14 years ago · 39e5de3dee
--- a/doc/rspamd.texi
+++ b/doc/rspamd.texi
@@ -1366,4 +1366,473 @@ servers rspamd would select upstream by hash of fuzzy hash). Also storage can
 contain several lists identified by number. Each hash has its own weight that
 allows to set up dynamic rules that add different score from different hashes.

@chapter Rspamd modules.

@section Introduction.

 This chapter describes modules that are shipped with rspamd. Here you can find
 details about modules configuration, principles of working, tricks to make spam
 filtering effective. First sections describe internal modules written in C:
 regexp (regular expressions), surbl (black list for URLs), fuzzy_check (checks
 for fuzzy hashes), chartable (check for character sets in messages) and emails
 (check for blacklisted email addresses in messages). Modules configuration can
 be done in lua or in config file itself. 

@subsection Lua configuration.
 You may use lua for setting configuration options for modules. With lua you can
 write rather complex rules that can contain not only text lines, but also some
 lua functions that would be called while processing messages. For loading lua
 configuration you should add line to rspamd.xml:
@example
 <lua src="/usr/local/etc/rspamd/lua/my.lua">fake</lua>
@end example
@noindent
 It is possible to load several scripts this way. Inside lua file there would be
 defined global table with name @var{config}. This table should contain
 configuration options for modules indexed by module. This can be written this
 way:
@example
 config['module_name'] = {}
 local mconfig = config['module_name']

 mconfig['option_name'] = 'option value'

 local a = 'aa'
 local b = 'bb'

 mconfig['other_option'] = string.format('%s, %s', a, b)
@end example
@noindent
 In this simple example we defines new element of table that is associated with
 module named 'module_name'. Then we assign to it an empty table (@code{@{@}})
 and associate local variable mconfig. Then we set some elements of this table,
 that is equialent to setting module options like that:
@example
 option_name = option_value
 other_option = aa, bb
@end example
@noindent
 Also you may assign to elements of modules tables some functions. That functions
 should accept one argument - worker task object and return result specific for
 that option: number, string, boolean. This can be shown on this simple example:
@example

 local function test (task)
 	if task:get_ip() == '127.0.0.1' then
 		return 1
 	else
 		return 0
 	end
 end

 mconfig['some_option'] = test
@end example
 In this example we assign to module option 'some_option' a function that check
 for message's ip and return 1 if that ip is '127.0.0.1'.

 So using lua for configuration can help for making complex rules and for
 structuring rules - you can place options for specific modules to specific files
 and use lua function @code{dofile} for loading them (or add other @code{<lua>}
 tag to rspamd.xml).

@subsection XML configuration.

 Options for rspamd modules can be set up from xml file too.

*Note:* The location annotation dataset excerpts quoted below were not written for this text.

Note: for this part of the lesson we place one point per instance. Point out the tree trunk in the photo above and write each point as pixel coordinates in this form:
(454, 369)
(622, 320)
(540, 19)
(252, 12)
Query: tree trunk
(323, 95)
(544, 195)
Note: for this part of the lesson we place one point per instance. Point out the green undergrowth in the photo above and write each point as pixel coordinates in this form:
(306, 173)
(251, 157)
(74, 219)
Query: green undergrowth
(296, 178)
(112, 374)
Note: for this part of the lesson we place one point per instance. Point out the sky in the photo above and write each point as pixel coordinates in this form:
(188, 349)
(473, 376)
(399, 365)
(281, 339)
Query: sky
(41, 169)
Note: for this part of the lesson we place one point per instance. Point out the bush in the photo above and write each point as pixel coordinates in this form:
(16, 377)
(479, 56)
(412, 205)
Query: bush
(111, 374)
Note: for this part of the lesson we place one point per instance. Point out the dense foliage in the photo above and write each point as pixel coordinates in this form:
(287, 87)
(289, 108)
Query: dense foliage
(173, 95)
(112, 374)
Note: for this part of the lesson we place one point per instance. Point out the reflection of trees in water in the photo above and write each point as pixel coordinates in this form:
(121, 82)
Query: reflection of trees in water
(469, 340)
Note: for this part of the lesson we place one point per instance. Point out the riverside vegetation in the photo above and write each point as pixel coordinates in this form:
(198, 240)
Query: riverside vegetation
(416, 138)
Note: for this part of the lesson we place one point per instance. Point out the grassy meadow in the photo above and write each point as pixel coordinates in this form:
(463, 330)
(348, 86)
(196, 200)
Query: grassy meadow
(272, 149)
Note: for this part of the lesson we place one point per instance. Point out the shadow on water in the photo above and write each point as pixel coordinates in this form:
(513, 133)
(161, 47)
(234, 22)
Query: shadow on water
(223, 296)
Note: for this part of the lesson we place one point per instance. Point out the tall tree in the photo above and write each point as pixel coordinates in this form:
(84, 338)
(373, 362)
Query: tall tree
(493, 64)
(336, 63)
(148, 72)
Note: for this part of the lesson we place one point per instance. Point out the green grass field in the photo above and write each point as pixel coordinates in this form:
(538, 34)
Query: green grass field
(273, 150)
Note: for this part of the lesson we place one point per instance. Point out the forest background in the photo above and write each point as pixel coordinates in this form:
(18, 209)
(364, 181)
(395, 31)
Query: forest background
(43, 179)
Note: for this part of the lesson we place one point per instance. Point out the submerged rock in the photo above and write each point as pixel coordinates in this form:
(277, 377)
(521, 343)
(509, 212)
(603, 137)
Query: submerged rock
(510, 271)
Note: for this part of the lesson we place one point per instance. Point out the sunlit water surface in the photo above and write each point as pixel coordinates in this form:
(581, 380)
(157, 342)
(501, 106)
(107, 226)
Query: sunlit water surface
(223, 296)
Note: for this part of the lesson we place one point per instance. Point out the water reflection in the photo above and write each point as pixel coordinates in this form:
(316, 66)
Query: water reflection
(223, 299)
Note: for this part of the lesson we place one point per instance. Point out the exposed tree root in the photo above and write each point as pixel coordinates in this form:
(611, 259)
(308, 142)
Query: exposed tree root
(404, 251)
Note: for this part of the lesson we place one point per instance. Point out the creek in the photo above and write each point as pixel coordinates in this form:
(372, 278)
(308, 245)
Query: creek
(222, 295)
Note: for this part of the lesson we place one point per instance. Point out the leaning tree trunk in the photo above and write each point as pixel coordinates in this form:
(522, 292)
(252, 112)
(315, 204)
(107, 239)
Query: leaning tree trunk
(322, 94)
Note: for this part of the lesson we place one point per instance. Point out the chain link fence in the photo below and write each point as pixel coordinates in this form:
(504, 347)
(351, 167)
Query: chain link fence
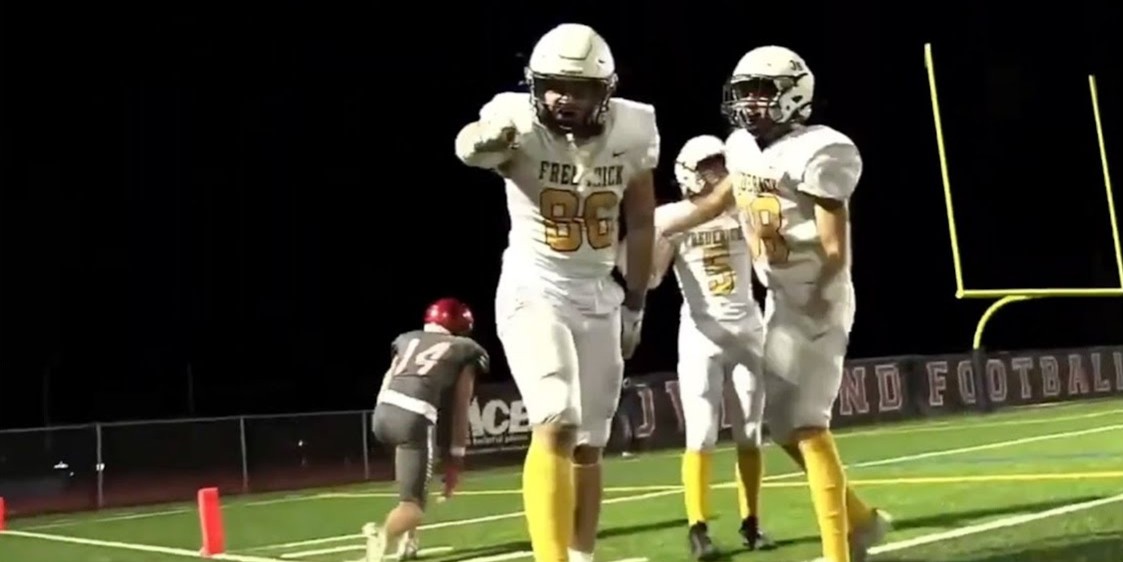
(101, 465)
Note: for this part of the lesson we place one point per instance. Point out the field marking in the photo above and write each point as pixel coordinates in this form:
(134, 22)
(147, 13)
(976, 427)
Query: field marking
(337, 550)
(134, 546)
(1106, 474)
(915, 456)
(1001, 523)
(501, 558)
(659, 493)
(913, 426)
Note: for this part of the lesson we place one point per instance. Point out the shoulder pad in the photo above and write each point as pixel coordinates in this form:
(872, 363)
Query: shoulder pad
(667, 212)
(510, 107)
(741, 151)
(811, 142)
(635, 129)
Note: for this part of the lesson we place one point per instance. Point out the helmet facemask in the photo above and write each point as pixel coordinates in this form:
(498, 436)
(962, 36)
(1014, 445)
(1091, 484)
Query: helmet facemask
(571, 105)
(700, 179)
(765, 106)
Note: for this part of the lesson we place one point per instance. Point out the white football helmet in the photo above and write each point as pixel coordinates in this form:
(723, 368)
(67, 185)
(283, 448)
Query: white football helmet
(772, 83)
(575, 60)
(695, 151)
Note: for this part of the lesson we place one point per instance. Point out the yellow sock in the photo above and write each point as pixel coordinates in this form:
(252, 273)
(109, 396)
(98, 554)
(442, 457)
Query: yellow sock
(858, 513)
(827, 481)
(749, 476)
(696, 485)
(548, 499)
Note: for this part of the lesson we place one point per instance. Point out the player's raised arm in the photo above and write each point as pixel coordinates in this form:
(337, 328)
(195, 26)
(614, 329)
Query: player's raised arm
(705, 209)
(831, 178)
(490, 142)
(639, 212)
(465, 389)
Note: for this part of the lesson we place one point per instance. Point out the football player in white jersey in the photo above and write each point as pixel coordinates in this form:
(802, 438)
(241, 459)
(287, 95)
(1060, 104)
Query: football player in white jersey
(573, 157)
(720, 344)
(792, 183)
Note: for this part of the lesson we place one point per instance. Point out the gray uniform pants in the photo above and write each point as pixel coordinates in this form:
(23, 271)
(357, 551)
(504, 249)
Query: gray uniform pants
(413, 438)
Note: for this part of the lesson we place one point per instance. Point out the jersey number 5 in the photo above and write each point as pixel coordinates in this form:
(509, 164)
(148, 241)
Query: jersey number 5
(423, 360)
(568, 223)
(719, 272)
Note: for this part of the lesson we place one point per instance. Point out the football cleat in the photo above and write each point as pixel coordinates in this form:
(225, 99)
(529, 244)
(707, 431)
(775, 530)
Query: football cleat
(408, 547)
(752, 537)
(865, 537)
(375, 543)
(701, 545)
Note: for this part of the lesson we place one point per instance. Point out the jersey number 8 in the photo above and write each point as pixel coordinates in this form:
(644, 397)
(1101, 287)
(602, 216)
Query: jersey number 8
(766, 241)
(569, 224)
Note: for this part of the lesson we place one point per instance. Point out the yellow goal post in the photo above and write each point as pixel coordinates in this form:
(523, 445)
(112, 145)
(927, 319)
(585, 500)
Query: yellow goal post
(1007, 296)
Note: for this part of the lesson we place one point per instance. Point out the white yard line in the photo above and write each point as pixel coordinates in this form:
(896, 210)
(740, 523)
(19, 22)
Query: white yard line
(349, 547)
(997, 524)
(501, 558)
(892, 460)
(134, 546)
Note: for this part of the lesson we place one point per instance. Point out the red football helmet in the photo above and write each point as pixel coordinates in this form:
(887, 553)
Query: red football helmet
(452, 315)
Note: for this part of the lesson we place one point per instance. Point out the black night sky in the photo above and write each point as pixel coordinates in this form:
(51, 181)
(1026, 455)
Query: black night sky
(268, 193)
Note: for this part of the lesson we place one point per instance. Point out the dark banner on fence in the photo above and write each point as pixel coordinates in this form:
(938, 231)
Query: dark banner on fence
(873, 390)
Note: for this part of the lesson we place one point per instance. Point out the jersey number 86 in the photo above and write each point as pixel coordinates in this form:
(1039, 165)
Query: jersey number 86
(569, 223)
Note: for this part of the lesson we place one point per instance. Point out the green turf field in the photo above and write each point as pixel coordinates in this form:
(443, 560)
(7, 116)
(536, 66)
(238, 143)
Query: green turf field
(1032, 485)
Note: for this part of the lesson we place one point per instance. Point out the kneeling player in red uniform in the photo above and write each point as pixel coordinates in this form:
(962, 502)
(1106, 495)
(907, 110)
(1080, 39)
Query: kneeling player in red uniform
(426, 364)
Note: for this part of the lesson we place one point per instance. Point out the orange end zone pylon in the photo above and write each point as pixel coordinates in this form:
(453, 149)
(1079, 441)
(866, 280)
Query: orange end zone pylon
(210, 523)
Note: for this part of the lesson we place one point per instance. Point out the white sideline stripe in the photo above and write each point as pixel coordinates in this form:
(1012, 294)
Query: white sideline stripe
(145, 515)
(336, 550)
(983, 527)
(659, 493)
(500, 558)
(124, 517)
(919, 427)
(133, 546)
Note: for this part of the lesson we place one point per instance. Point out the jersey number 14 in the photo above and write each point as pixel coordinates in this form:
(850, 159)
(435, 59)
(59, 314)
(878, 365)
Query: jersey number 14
(422, 361)
(571, 221)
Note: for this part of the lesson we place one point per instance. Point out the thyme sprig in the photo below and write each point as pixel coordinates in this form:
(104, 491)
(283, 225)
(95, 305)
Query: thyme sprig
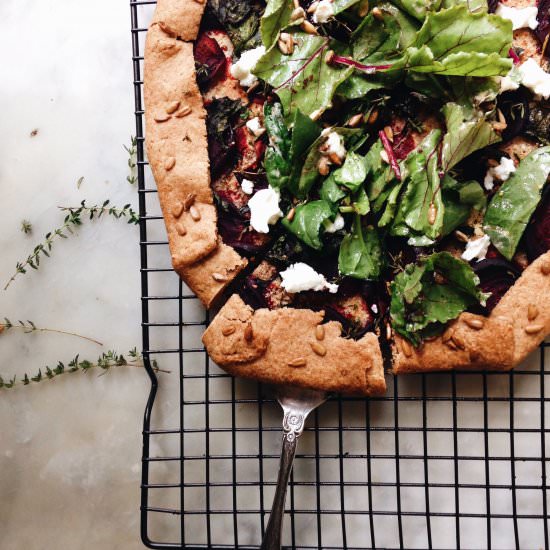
(26, 227)
(105, 362)
(29, 327)
(73, 220)
(132, 160)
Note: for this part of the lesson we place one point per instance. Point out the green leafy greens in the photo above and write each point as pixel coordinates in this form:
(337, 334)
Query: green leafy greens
(434, 291)
(511, 208)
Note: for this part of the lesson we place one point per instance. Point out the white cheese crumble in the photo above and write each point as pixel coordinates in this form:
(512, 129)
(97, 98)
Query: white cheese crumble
(299, 277)
(477, 249)
(323, 12)
(534, 77)
(335, 144)
(502, 172)
(247, 186)
(336, 225)
(242, 69)
(264, 209)
(255, 127)
(520, 17)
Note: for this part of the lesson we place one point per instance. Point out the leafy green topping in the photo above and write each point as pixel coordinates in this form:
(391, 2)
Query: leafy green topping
(465, 134)
(276, 17)
(353, 173)
(426, 295)
(240, 19)
(361, 254)
(513, 205)
(459, 198)
(302, 80)
(421, 208)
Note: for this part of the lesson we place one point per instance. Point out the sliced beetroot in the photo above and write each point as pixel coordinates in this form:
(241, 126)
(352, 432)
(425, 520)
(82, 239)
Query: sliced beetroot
(210, 59)
(543, 27)
(496, 276)
(537, 234)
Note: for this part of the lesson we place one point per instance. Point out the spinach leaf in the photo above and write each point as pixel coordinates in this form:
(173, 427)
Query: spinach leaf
(353, 172)
(240, 19)
(361, 254)
(330, 191)
(309, 174)
(303, 80)
(466, 133)
(277, 162)
(458, 42)
(276, 17)
(459, 198)
(513, 205)
(421, 210)
(420, 304)
(308, 222)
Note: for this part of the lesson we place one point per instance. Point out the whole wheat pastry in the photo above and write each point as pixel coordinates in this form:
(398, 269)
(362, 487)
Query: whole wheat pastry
(316, 181)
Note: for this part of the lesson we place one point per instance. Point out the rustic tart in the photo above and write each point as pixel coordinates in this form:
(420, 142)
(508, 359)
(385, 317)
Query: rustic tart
(349, 184)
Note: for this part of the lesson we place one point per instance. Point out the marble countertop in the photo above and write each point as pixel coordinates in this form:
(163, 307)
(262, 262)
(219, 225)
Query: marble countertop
(70, 451)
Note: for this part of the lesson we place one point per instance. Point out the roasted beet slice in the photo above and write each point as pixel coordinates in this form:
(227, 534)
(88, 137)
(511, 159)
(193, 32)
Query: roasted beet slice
(496, 276)
(537, 235)
(210, 59)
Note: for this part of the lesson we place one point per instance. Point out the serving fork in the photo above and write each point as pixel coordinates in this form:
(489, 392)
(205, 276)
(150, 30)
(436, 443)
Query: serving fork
(296, 403)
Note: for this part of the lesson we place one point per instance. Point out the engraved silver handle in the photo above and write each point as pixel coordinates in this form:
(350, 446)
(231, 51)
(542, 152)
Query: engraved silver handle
(296, 404)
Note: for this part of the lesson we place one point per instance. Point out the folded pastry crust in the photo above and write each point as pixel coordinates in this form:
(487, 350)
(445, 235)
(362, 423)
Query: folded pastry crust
(517, 325)
(292, 346)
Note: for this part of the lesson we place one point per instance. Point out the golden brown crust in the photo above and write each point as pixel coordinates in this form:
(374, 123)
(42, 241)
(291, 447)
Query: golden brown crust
(209, 277)
(517, 325)
(180, 18)
(471, 342)
(285, 346)
(177, 150)
(527, 307)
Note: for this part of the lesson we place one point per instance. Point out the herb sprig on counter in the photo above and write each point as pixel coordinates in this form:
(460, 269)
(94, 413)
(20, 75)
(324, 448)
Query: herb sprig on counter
(29, 327)
(73, 219)
(107, 361)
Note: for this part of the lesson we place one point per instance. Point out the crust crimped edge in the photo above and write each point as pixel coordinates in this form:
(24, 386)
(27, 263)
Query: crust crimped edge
(517, 325)
(177, 149)
(291, 346)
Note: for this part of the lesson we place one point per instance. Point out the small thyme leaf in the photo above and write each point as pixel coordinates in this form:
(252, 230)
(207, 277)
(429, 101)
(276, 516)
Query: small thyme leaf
(72, 220)
(26, 227)
(29, 327)
(106, 362)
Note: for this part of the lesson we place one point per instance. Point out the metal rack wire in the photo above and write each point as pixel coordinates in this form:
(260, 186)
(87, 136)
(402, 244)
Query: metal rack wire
(454, 460)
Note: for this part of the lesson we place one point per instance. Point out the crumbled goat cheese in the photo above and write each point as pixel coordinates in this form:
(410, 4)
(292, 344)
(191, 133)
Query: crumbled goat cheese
(489, 181)
(502, 172)
(299, 277)
(336, 225)
(264, 209)
(505, 169)
(323, 12)
(242, 69)
(476, 249)
(247, 186)
(508, 83)
(534, 77)
(335, 144)
(255, 127)
(520, 17)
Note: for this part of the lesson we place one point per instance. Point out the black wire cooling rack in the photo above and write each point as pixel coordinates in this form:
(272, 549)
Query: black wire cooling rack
(442, 461)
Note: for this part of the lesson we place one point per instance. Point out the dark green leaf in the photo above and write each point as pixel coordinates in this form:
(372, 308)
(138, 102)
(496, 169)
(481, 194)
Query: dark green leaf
(513, 205)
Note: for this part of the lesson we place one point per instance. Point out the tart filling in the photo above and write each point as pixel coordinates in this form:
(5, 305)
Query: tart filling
(387, 163)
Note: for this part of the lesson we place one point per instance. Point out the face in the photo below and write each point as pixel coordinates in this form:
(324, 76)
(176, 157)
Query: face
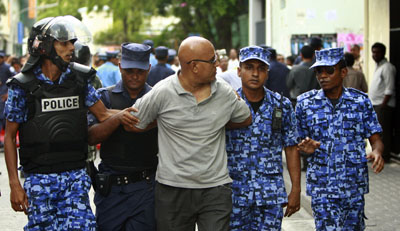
(280, 58)
(223, 64)
(65, 50)
(330, 77)
(253, 73)
(355, 51)
(377, 54)
(133, 78)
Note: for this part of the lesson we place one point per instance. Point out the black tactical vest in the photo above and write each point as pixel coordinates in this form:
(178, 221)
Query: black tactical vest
(129, 151)
(54, 138)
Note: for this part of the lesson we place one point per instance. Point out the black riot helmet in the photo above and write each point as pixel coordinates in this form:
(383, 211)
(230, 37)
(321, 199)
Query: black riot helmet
(82, 53)
(46, 31)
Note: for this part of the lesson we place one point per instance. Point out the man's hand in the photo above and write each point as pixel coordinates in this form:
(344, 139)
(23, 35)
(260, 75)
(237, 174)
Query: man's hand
(19, 199)
(127, 119)
(378, 163)
(308, 145)
(293, 204)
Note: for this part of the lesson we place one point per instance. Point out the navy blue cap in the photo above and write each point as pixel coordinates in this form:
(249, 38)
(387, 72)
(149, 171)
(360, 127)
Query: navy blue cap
(148, 42)
(328, 57)
(254, 52)
(161, 52)
(112, 54)
(135, 55)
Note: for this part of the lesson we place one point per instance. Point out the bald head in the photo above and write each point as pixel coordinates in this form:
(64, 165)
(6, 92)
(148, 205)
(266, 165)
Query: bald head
(194, 48)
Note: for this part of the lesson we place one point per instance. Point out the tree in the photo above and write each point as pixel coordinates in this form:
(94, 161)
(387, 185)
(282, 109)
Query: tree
(212, 19)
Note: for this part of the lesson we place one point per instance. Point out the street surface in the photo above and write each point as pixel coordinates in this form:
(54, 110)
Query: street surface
(382, 203)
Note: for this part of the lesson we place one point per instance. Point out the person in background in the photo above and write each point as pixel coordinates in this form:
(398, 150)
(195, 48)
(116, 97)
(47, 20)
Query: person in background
(233, 62)
(160, 71)
(125, 182)
(277, 75)
(109, 72)
(255, 152)
(150, 43)
(333, 123)
(354, 78)
(358, 60)
(383, 95)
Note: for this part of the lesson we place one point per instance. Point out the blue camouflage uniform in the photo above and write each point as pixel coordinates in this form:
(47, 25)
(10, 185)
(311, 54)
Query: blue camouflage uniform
(337, 172)
(255, 165)
(109, 74)
(57, 201)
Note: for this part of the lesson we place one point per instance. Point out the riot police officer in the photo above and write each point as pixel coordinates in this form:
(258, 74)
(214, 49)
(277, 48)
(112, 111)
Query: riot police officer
(125, 183)
(48, 104)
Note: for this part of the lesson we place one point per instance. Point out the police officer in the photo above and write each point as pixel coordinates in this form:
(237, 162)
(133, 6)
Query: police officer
(255, 152)
(124, 197)
(160, 71)
(333, 123)
(109, 72)
(47, 104)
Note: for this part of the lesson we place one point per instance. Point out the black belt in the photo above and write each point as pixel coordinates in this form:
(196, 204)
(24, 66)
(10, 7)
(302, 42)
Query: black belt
(132, 177)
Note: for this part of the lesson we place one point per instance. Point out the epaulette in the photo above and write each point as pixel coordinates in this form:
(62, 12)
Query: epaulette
(307, 95)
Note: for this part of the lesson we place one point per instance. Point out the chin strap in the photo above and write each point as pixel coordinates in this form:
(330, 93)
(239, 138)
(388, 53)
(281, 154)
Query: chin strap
(57, 60)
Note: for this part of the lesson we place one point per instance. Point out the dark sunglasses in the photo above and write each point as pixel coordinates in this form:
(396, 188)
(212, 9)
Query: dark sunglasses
(213, 60)
(327, 69)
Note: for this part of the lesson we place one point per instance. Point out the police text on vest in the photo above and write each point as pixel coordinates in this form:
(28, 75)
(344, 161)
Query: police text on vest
(60, 104)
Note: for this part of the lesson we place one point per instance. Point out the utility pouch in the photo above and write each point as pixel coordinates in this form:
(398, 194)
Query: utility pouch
(103, 184)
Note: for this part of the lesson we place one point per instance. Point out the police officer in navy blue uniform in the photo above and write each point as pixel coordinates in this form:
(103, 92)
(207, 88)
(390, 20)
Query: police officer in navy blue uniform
(160, 71)
(47, 103)
(124, 185)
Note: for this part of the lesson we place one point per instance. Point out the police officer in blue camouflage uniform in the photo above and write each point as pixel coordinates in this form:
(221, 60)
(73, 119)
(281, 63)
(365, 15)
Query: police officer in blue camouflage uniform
(47, 103)
(125, 183)
(109, 72)
(255, 152)
(333, 123)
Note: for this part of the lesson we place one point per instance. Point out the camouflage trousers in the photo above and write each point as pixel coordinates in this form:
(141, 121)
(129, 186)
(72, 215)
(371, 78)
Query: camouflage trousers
(268, 217)
(345, 214)
(59, 201)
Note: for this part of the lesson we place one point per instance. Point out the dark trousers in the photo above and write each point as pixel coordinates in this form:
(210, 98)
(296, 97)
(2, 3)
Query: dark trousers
(179, 209)
(386, 120)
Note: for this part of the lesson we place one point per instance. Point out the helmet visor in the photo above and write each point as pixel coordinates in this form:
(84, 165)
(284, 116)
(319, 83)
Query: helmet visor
(66, 28)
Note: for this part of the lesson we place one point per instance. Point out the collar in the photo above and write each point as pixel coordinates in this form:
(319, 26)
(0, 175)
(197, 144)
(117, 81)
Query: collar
(346, 95)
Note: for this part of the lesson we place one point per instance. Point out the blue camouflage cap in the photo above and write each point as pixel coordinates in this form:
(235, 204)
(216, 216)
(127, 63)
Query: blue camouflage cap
(112, 54)
(135, 55)
(254, 52)
(328, 57)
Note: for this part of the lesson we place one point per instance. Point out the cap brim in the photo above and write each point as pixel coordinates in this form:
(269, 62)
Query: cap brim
(325, 63)
(249, 58)
(134, 64)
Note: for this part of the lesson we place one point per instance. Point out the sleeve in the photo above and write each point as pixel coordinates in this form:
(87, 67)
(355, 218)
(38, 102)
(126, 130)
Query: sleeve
(104, 97)
(301, 122)
(389, 74)
(290, 134)
(240, 110)
(371, 124)
(92, 96)
(15, 107)
(148, 107)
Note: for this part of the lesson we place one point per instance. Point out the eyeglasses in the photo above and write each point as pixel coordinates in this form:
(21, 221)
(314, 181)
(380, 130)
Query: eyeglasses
(327, 69)
(212, 61)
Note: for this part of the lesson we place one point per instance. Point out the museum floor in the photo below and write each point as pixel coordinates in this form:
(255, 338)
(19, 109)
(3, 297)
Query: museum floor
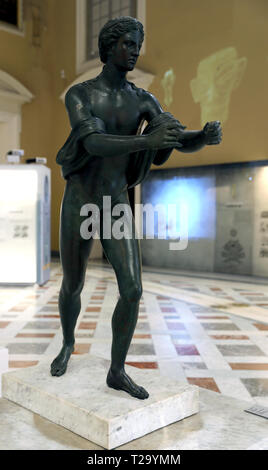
(209, 330)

This can be used for
 simple and/or temporary rules and should not be used for complex rules as this
 would make xml file too hard to read and edit. Thought it is surely possible but
 not recommended from points of config file understanding. Here is a simple
 example of module config options:
@example
 <module name="module_name">
 <option name="option_name">option_value</option>
 <option name="other_option">aa, bb</option>
 </module>
@end example
@noindent
 Note that you need to encode xml entitles like @code{&} - @code{&amp;} and so
 on. Also only utf8 encoding is allowed. In sample rspamd configuration all
 modules except regexp module are configured via xml as they have only settings
 and regexp module has rules that are sometimes rather complex.

@section Regexp module.

@subsection Introduction.
 Regexp module is one of the most important rspamd modules. Regexp module can
 load regular expressions and filter messages according to them. Also it is
 possible to use logical expressions of regexps to create complex rules of
 filtering. It is allowed to use logical operators:
@itemize @bullet
@item & - logical @strong{AND} function
@item | - logical @strong{OR} function
@item ! - logical @strong{NOT} function
@end itemize
 Also it is possible to use brackets for making priorities in expressions. Regexp
 module operates with @emph{regexp items} that can be combined with logical
 operators into logical @emph{regexp expresions}. Each expression is associated
 with its symbol and if it evaluates to true with this message the symbol would
 be inserted. Note that rspamd uses internal optimization of logical expressions
 (for example if we have expression 'rule1 & rule2' rule2 would not be evaluated
 if rule1 is false) and internal regexp cache (so if rule1 and rule2 have common
 items they would be evaluated only once). So if you need speed optimization of
 your rules you should take this fact into consideration.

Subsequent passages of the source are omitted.